Si j’étais cinéaste et beaucoup plus entreprenant que je ne le suis, je m’empresserais de collecter des fonds et d’obtenir les autorisations d’usage pour faire un film sur la Réserve. Ce serait une œuvre dans la lignée du cinéma direct, ou plus précisément dans la lignée des films des frères Maysles (dans la lignée de Salesman, de Gimme Shelter) : on y suivrait sans commentaire, sans image superflue et tout au long d’une suite de plans subtilement enchaînés les employés pris dans leurs tâches de tous les jours : le traitement des réservations, le va-et-vient perpétuel dans les couloirs sous-éclairés, le couinement des chariots, du monte-charge, le balancement quasi imperceptible des étagères, le monde réduit à des symboles, des cotes, à des piles de vieux livres… Parfois, les bibliothécaires s’interrompraient dans leur travail pour expliquer telle ou telle chose, pour raconter une anecdote un peu obscure, pour faire une blague, et parfois non, on les verrait simplement absorbés, silencieux, ou perplexes et murmurant quelque chose pour eux-mêmes.
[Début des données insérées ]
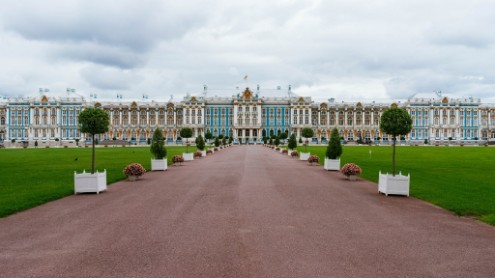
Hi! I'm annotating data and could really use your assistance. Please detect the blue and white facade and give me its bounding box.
[0,88,495,146]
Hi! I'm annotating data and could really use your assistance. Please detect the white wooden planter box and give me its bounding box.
[299,153,311,160]
[378,171,411,196]
[182,153,194,161]
[151,158,167,171]
[74,170,107,194]
[323,158,340,171]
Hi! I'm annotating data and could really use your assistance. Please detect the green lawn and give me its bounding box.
[0,146,196,217]
[298,146,495,225]
[0,146,495,225]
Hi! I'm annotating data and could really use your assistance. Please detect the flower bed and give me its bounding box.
[124,163,146,177]
[340,163,363,177]
[172,155,184,165]
[308,155,320,165]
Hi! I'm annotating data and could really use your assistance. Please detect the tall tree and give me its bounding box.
[180,127,192,153]
[380,105,412,176]
[287,133,297,150]
[301,127,315,152]
[78,108,110,174]
[326,128,342,159]
[150,128,167,159]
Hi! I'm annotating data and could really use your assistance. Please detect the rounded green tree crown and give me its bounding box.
[380,107,412,137]
[79,108,110,135]
[180,127,192,138]
[301,127,315,138]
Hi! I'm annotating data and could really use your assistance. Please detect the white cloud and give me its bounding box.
[0,0,495,100]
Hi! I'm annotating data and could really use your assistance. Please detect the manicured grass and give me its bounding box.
[298,146,495,225]
[0,146,196,217]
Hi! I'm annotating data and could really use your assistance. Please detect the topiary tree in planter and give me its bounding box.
[380,106,412,176]
[301,127,314,152]
[79,108,110,174]
[148,128,167,171]
[196,134,205,151]
[150,128,167,159]
[378,105,412,196]
[148,128,167,171]
[74,108,110,194]
[180,127,193,153]
[205,130,213,146]
[287,133,297,150]
[326,128,342,159]
[324,128,342,171]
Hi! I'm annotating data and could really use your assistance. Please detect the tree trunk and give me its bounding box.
[91,134,95,174]
[392,136,397,177]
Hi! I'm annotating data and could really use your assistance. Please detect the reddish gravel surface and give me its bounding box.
[0,146,495,277]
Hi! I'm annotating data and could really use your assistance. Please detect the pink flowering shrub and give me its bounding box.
[124,163,146,177]
[340,163,363,176]
[308,155,320,163]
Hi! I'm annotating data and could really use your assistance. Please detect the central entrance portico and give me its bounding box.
[234,88,262,143]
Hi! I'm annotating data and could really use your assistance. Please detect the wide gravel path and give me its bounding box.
[0,146,495,277]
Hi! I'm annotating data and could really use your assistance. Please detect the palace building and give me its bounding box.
[0,88,495,146]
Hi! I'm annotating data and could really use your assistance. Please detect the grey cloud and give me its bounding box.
[81,66,143,90]
[52,43,147,69]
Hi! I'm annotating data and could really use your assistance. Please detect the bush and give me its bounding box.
[308,155,320,163]
[124,163,146,177]
[172,155,184,165]
[287,133,297,150]
[340,163,363,176]
[180,127,192,153]
[205,131,213,140]
[196,134,205,151]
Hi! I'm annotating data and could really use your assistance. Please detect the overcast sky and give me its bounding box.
[0,0,495,102]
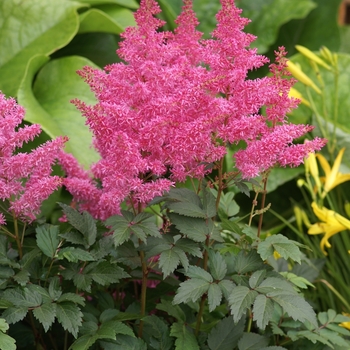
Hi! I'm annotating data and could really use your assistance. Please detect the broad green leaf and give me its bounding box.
[96,4,136,34]
[218,280,235,299]
[228,286,258,322]
[0,332,17,350]
[234,250,265,275]
[85,261,130,286]
[271,293,318,327]
[2,306,28,324]
[156,299,186,322]
[258,234,301,264]
[33,303,56,332]
[0,0,82,96]
[253,294,274,330]
[170,322,199,350]
[208,283,222,312]
[238,333,269,350]
[208,316,245,350]
[60,203,97,249]
[169,213,214,242]
[209,250,227,281]
[254,277,297,296]
[239,0,317,53]
[18,56,98,167]
[173,278,210,304]
[186,266,213,283]
[249,270,266,288]
[71,0,139,10]
[276,0,342,54]
[0,318,9,333]
[57,293,85,306]
[56,302,83,338]
[57,247,95,262]
[158,248,180,278]
[143,315,174,350]
[35,224,60,259]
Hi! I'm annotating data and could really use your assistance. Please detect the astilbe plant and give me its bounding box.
[0,0,349,350]
[0,93,67,255]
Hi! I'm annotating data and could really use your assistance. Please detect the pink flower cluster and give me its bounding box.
[0,92,67,225]
[62,0,324,219]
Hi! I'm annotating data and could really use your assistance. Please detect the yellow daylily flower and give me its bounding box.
[316,148,350,198]
[308,202,350,255]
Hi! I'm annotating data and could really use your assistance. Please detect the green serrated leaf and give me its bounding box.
[228,286,258,322]
[35,224,60,259]
[0,332,17,350]
[56,302,83,338]
[238,333,269,350]
[208,317,245,350]
[33,303,56,332]
[209,250,227,281]
[253,294,274,330]
[85,261,130,286]
[170,322,199,350]
[249,270,266,288]
[218,280,235,300]
[156,299,186,322]
[208,283,222,312]
[60,203,97,249]
[271,293,318,327]
[158,249,180,278]
[2,306,28,324]
[173,278,210,304]
[186,266,213,283]
[258,234,301,264]
[57,293,85,306]
[234,250,266,275]
[57,247,95,262]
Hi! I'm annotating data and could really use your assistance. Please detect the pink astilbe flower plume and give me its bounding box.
[62,0,324,219]
[0,92,67,225]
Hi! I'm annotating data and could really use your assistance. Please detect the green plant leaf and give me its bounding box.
[239,0,316,53]
[0,332,17,350]
[228,286,258,322]
[57,247,95,262]
[234,250,265,275]
[169,213,215,242]
[143,315,174,350]
[238,333,269,350]
[170,322,199,350]
[2,306,28,324]
[85,261,130,286]
[208,316,245,350]
[35,224,60,259]
[209,250,227,281]
[258,234,302,264]
[270,293,318,327]
[253,294,274,330]
[60,203,97,249]
[156,299,186,323]
[18,56,98,167]
[173,278,210,304]
[56,302,83,338]
[0,0,82,96]
[33,303,56,332]
[208,283,222,312]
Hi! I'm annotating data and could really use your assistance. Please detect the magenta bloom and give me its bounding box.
[0,92,67,225]
[63,0,324,219]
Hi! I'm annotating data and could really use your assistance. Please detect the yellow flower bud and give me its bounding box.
[295,45,331,70]
[287,61,321,94]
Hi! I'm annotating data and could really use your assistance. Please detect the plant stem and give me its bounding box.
[258,176,267,237]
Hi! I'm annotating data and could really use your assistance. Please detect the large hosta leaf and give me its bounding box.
[18,56,98,167]
[0,0,84,96]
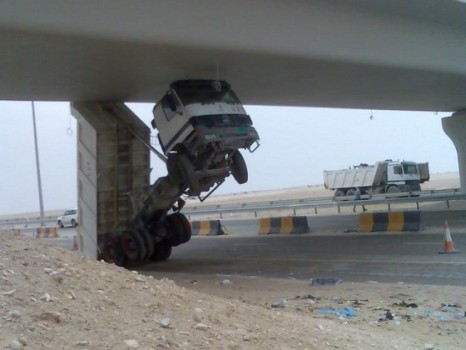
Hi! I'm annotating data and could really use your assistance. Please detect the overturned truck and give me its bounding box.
[324,159,430,199]
[77,80,259,266]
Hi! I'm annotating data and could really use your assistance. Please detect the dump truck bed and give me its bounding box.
[324,165,377,190]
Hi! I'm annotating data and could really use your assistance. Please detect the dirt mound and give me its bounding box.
[0,231,464,349]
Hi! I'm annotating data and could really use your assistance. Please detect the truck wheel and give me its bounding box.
[137,228,154,258]
[167,213,191,247]
[152,241,172,261]
[387,186,401,194]
[121,230,146,261]
[167,153,201,196]
[101,236,125,266]
[178,155,201,195]
[334,190,345,197]
[230,150,248,185]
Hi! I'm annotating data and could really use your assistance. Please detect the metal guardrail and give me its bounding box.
[183,189,466,218]
[0,188,466,228]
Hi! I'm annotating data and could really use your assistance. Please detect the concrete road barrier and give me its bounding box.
[190,220,226,236]
[34,227,58,238]
[358,211,421,232]
[259,216,310,235]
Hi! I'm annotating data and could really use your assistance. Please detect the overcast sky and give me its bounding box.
[0,101,458,215]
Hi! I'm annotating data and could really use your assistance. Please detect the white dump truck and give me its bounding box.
[324,159,430,197]
[152,80,259,200]
[100,80,259,267]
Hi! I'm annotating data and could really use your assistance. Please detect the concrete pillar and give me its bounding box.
[71,102,150,258]
[442,110,466,193]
Et le film recueillerait tous les indices de crispation, ou d’ennui, ou de plaisir, ou d’émotions plus délicates et flottantes que celles-là, et bien plus fidèlement reprises par des images que par des mots. Il montrerait les gestes quasi chorégraphiques des employés et donnerait à entendre la langue particulière de chacun d’eux. Et de nouveau, les livres, l’envoi des livres aux quatre coins de Paris et leur retour, la poussière, les néons qui grésillent, le rangement, l’équipement (les gros rouleaux de pastilles autocollantes, les tampons, les recharges d’encre rouge), le déjeuner au restaurant municipal, les réunions, les pauses, les pots de départ, les cartes postales des collègues en congé fixées sur un panneau en liège… À la toute fin du film, il y aurait un plan fixe, très long, un plan comme dans les films de Chantal Akerman, l’image vibrante mais figée d’un bureau déserté, et où ne résonneraient plus que la voix des journalistes de France Info ou les mouvements d’une symphonie diffusée sur Radio Classique, les bruits de la rue Saint-Maur, et en provenance d’un autre bureau, quelques paroles trop étouffées pour être comprises : une pièce à la fois vide, gonflée de présence et regorgeant de signes de vie, des signes que le micro et l’objectif attireraient jusqu’à eux comme des trous noirs.